DNA reveals new milestone in the history of human origins

Available DNA evidence suggests that humans arose as a result of the interaction of many populations living on the continent. A new study published in Nature challenges dominant theories by suggesting that Homo sapiens evolved from many different populations in Africa, suggesting that the earliest detectable split occurred between 120,000 and 135,000 years ago, after long periods of genetic mixing.

There is general agreement that homo sapiens It comes from Africa. But there are many uncertainties and competing theories about where, when and how.

In an article published in the journal May 17, 2023 Nature An international research team led by McGill University and the University of California, Davis, suggests that humans lived in different parts of Africa, based on modern genomic data from around the continent. , migrating from one region to another and mixing with each other for hundreds of thousands of years. This view contradicts some of the dominant theories about the origin of man in Africa.

Competing theories about the origin of man in Africa

One theory states that there was a single central ancestral population in Africa about 150,000 years ago from which other populations diverged. Another proposes that this central ancestral population was the result of modern humans mixing with Neanderthal-like hominids (human-like creatures), leading to a leap forward in human evolution thought to have taken place in Eurasia.

“At different times, people accepting the single-origin classical model homo sapiens, Brenna Henn, a population geneticist in the Department of Anthropology and Genome Center at the University of California at Davis and co-author of the study, suggested that humans first appeared in East or Southern Africa.

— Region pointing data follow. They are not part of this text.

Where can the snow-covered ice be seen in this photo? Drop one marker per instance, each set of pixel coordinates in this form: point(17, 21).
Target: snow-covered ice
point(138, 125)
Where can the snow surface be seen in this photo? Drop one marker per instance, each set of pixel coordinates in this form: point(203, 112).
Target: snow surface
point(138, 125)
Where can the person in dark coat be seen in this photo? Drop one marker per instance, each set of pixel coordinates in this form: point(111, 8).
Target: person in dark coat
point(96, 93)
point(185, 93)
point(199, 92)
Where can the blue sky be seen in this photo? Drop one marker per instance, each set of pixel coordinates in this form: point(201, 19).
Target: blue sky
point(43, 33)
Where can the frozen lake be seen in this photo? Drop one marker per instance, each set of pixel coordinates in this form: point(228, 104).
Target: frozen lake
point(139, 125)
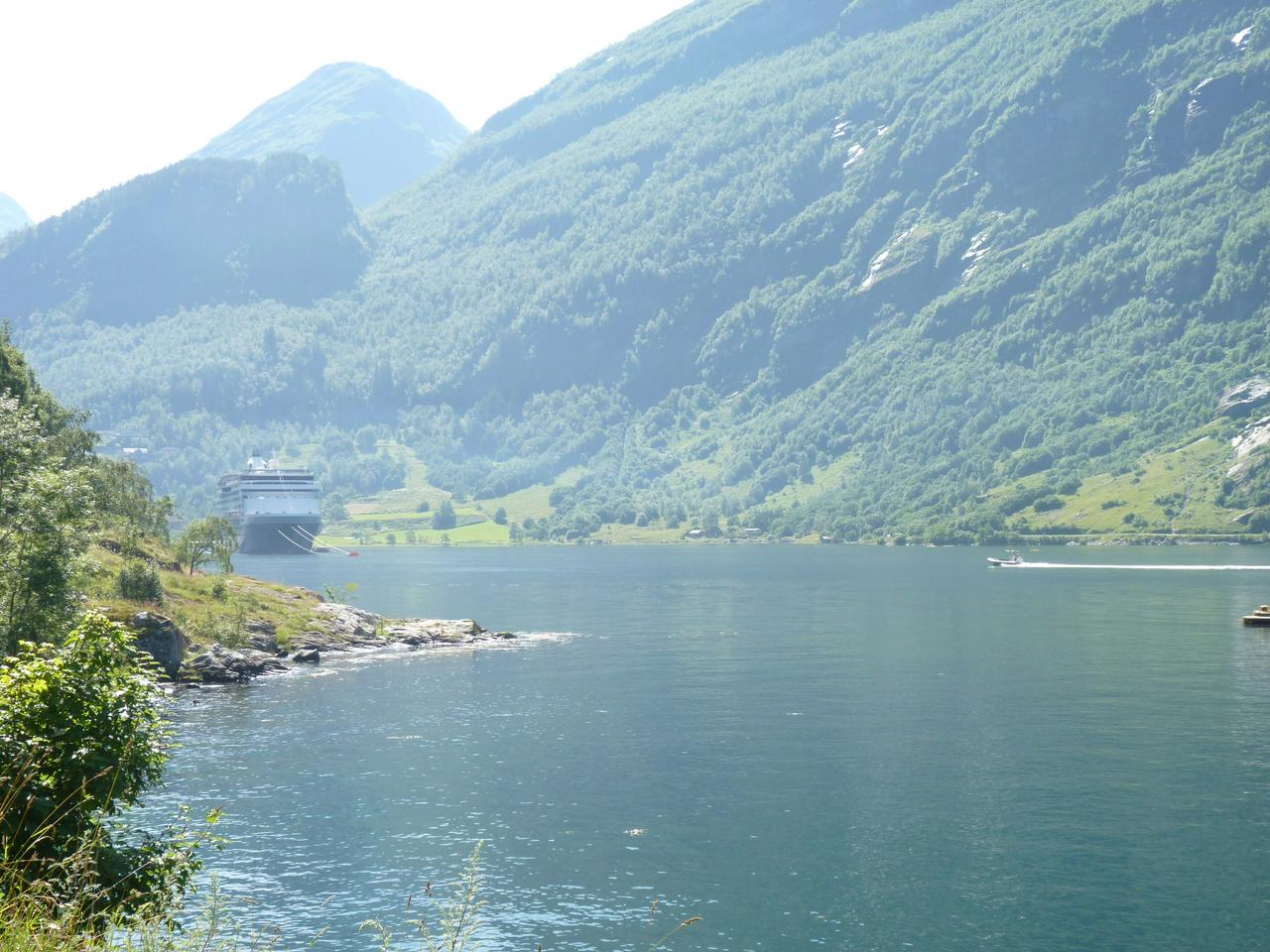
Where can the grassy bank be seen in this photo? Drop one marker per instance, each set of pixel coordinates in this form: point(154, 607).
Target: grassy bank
point(206, 607)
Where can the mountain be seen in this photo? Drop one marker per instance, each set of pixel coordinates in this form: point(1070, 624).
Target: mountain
point(865, 268)
point(195, 232)
point(13, 216)
point(382, 134)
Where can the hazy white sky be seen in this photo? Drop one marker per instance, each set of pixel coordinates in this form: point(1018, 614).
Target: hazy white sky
point(95, 91)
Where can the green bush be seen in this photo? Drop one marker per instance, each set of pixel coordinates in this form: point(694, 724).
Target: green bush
point(81, 737)
point(444, 517)
point(140, 581)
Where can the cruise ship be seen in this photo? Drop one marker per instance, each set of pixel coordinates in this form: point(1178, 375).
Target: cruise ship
point(272, 509)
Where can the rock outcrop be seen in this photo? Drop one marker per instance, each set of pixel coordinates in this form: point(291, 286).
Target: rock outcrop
point(160, 639)
point(334, 627)
point(262, 636)
point(1242, 399)
point(223, 665)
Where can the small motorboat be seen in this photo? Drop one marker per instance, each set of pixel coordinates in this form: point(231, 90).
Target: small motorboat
point(1260, 617)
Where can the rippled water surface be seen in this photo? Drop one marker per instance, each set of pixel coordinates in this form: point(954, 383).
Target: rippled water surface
point(807, 747)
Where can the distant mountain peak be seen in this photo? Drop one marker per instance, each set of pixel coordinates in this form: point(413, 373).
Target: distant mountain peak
point(13, 216)
point(384, 134)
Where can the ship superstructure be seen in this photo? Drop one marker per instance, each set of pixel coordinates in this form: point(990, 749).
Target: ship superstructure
point(273, 511)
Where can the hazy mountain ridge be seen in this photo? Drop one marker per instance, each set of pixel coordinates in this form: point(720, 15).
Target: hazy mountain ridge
point(851, 280)
point(13, 216)
point(200, 231)
point(382, 132)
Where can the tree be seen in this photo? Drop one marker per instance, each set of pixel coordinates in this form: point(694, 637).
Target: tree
point(45, 515)
point(444, 516)
point(81, 738)
point(204, 540)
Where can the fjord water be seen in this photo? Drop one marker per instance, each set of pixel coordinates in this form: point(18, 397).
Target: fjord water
point(807, 747)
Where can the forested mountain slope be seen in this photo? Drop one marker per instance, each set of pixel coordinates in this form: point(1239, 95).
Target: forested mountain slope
point(846, 267)
point(13, 216)
point(382, 132)
point(197, 232)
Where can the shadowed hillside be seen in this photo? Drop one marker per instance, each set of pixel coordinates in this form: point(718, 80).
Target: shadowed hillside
point(798, 266)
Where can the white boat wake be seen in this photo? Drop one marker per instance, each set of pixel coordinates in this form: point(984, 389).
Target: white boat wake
point(1147, 567)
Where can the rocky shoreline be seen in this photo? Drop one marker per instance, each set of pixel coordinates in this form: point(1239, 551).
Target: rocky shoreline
point(333, 629)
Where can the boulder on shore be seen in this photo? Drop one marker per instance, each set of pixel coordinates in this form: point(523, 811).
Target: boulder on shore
point(160, 639)
point(262, 636)
point(223, 665)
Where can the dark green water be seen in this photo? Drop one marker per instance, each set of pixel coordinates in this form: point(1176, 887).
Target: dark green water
point(841, 748)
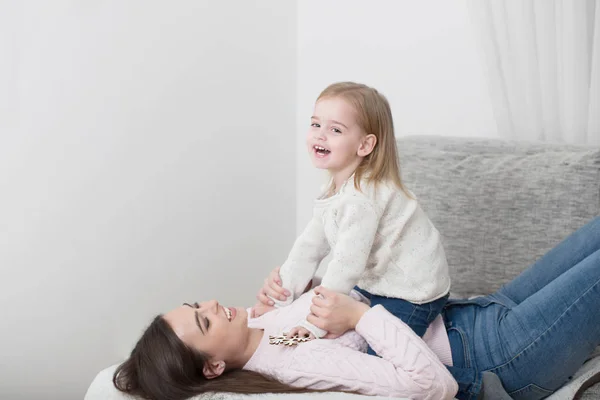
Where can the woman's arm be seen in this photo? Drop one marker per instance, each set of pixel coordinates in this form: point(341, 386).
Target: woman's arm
point(407, 367)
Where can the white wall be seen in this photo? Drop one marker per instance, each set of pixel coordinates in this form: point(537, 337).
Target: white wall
point(420, 54)
point(146, 158)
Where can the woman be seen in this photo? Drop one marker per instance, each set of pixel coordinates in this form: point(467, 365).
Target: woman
point(545, 317)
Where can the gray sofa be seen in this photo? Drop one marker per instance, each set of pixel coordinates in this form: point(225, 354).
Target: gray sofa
point(499, 206)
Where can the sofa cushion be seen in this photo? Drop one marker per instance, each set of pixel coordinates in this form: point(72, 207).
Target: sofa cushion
point(499, 205)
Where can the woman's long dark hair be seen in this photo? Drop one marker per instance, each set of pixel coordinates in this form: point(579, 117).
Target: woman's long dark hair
point(162, 367)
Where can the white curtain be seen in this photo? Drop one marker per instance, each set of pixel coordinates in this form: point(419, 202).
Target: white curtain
point(542, 61)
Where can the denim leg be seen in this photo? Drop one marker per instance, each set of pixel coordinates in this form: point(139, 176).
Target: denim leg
point(565, 255)
point(550, 334)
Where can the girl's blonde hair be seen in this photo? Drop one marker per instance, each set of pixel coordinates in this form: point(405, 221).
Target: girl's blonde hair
point(374, 116)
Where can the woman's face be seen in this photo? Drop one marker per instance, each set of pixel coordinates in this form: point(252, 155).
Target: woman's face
point(210, 328)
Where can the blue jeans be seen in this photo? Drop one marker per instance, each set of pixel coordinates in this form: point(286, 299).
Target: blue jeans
point(537, 330)
point(416, 316)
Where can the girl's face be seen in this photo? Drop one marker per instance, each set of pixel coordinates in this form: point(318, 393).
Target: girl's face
point(335, 140)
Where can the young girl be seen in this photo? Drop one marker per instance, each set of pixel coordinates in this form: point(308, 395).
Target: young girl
point(379, 237)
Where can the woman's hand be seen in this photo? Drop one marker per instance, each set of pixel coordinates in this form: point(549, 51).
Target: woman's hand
point(300, 332)
point(335, 312)
point(272, 287)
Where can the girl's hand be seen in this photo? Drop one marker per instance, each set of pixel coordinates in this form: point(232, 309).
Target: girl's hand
point(272, 287)
point(300, 332)
point(335, 312)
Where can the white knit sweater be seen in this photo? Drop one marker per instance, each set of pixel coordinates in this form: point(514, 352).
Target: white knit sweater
point(381, 241)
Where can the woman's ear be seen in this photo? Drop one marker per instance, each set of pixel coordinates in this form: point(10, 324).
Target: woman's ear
point(367, 145)
point(213, 369)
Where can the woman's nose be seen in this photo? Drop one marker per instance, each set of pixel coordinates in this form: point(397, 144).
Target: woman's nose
point(211, 306)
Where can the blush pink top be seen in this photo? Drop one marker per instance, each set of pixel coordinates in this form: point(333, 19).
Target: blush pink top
point(408, 367)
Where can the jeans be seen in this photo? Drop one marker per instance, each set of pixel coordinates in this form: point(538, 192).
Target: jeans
point(537, 330)
point(416, 316)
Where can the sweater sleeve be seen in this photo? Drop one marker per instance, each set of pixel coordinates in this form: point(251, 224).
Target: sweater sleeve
point(302, 262)
point(407, 367)
point(357, 226)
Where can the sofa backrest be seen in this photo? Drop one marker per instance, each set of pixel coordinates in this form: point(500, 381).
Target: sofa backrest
point(499, 205)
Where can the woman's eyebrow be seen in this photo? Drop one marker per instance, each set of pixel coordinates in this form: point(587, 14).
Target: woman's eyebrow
point(196, 315)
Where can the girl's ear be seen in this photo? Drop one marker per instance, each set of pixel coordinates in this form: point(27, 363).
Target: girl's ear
point(213, 369)
point(367, 145)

But reconciling these theories with the limited fossil record and archaeological evidence of human settlements from places as far away as Morocco, Ethiopia, and South Africa, showing that Homo sapiens can be found all over the continent, has been difficult. More at least 300,000 years ago.”

Available genomic data suggest otherwise.

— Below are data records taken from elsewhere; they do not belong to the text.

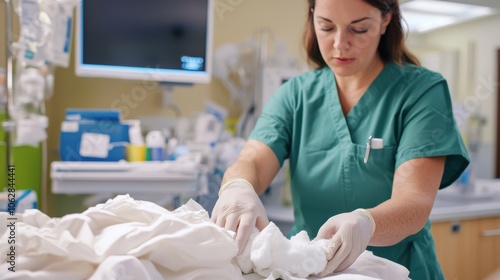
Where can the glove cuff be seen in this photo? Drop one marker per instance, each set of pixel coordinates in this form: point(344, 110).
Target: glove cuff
point(367, 214)
point(233, 182)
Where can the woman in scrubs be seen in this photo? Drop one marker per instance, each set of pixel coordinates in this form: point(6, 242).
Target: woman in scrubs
point(370, 138)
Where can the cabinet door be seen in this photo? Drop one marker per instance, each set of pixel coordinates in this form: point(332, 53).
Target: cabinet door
point(456, 248)
point(489, 246)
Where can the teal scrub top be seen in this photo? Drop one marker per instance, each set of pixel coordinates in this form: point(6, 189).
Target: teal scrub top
point(407, 106)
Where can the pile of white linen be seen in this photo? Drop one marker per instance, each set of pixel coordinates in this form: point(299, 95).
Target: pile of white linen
point(129, 239)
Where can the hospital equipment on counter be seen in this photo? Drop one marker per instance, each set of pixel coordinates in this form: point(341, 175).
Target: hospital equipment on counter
point(24, 199)
point(155, 143)
point(182, 177)
point(93, 135)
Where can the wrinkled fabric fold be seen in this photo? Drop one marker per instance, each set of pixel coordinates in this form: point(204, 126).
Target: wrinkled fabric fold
point(128, 239)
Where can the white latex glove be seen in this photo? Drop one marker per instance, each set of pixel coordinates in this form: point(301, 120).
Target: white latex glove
point(239, 209)
point(349, 235)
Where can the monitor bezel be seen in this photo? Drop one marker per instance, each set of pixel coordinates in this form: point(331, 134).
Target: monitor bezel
point(143, 73)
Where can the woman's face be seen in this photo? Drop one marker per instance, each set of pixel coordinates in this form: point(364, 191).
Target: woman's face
point(348, 33)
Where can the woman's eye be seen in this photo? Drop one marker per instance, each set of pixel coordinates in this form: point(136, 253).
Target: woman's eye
point(360, 31)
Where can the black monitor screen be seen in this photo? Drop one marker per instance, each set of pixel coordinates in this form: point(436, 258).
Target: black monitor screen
point(167, 38)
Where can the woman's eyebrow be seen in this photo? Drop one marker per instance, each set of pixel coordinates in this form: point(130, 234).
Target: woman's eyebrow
point(354, 21)
point(360, 20)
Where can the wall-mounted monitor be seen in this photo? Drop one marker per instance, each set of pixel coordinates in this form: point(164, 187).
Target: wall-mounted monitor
point(154, 40)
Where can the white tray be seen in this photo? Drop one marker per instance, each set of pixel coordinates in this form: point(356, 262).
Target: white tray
point(169, 177)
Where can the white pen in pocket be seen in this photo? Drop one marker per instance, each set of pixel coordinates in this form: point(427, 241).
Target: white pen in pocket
point(373, 143)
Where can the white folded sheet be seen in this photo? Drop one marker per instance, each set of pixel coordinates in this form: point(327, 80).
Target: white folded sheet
point(129, 239)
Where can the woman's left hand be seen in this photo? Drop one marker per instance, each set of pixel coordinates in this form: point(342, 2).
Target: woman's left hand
point(349, 235)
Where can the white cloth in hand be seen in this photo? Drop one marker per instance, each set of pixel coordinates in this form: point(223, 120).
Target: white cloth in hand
point(239, 209)
point(349, 235)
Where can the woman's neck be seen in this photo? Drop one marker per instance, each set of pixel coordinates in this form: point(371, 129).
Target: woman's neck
point(351, 89)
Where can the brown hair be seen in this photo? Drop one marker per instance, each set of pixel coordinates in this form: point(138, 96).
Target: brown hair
point(391, 47)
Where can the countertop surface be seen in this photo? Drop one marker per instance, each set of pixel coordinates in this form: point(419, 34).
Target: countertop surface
point(452, 204)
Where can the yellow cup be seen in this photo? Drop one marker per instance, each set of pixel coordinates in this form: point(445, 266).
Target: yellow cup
point(136, 153)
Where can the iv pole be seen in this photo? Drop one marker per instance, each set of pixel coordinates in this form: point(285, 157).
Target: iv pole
point(8, 124)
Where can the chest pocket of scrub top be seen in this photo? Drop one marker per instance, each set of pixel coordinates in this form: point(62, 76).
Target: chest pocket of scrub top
point(371, 182)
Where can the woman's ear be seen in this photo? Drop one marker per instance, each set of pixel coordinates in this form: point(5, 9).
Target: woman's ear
point(386, 20)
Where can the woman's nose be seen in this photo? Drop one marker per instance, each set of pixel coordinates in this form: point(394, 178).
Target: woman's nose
point(341, 41)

In the first systematic test of these competing anthropological models on genetic data, the team worked back from modern genomic material of 290 individuals from four geographically and genetically diverse African groups, tracking similarities and differences between populations over the past millions of years and gaining insight. Genetic relationships, relationships and human evolution across the continent.

Groups Nama (Hoe-San from South Africa); Mende (from Sierra Leone); Humuses (new descendants of a group of hunter-gatherers from Ethiopia); as well as Amhara and Oromo (farmers from East Africa). The researchers also included some Eurasian genetic material to include traces of colonial invasions and mixing in Africa.

“We used a new algorithm to quickly test hundreds of possible scenarios. “The fact that genes have been exchanged over hundreds of thousands of years between populations in different parts of the continent provided a much better explanation for the genetic diversity we see today,” adds Simon Gravel, Associate Professor of Human Genetics. He is at McGill University and co-author of the paper. “We wrote this algorithm to understand how genetic disease risk varies in different populations, which prompted us to dive deep into human origins. It was very interesting to combine applied and fundamental research in this way.”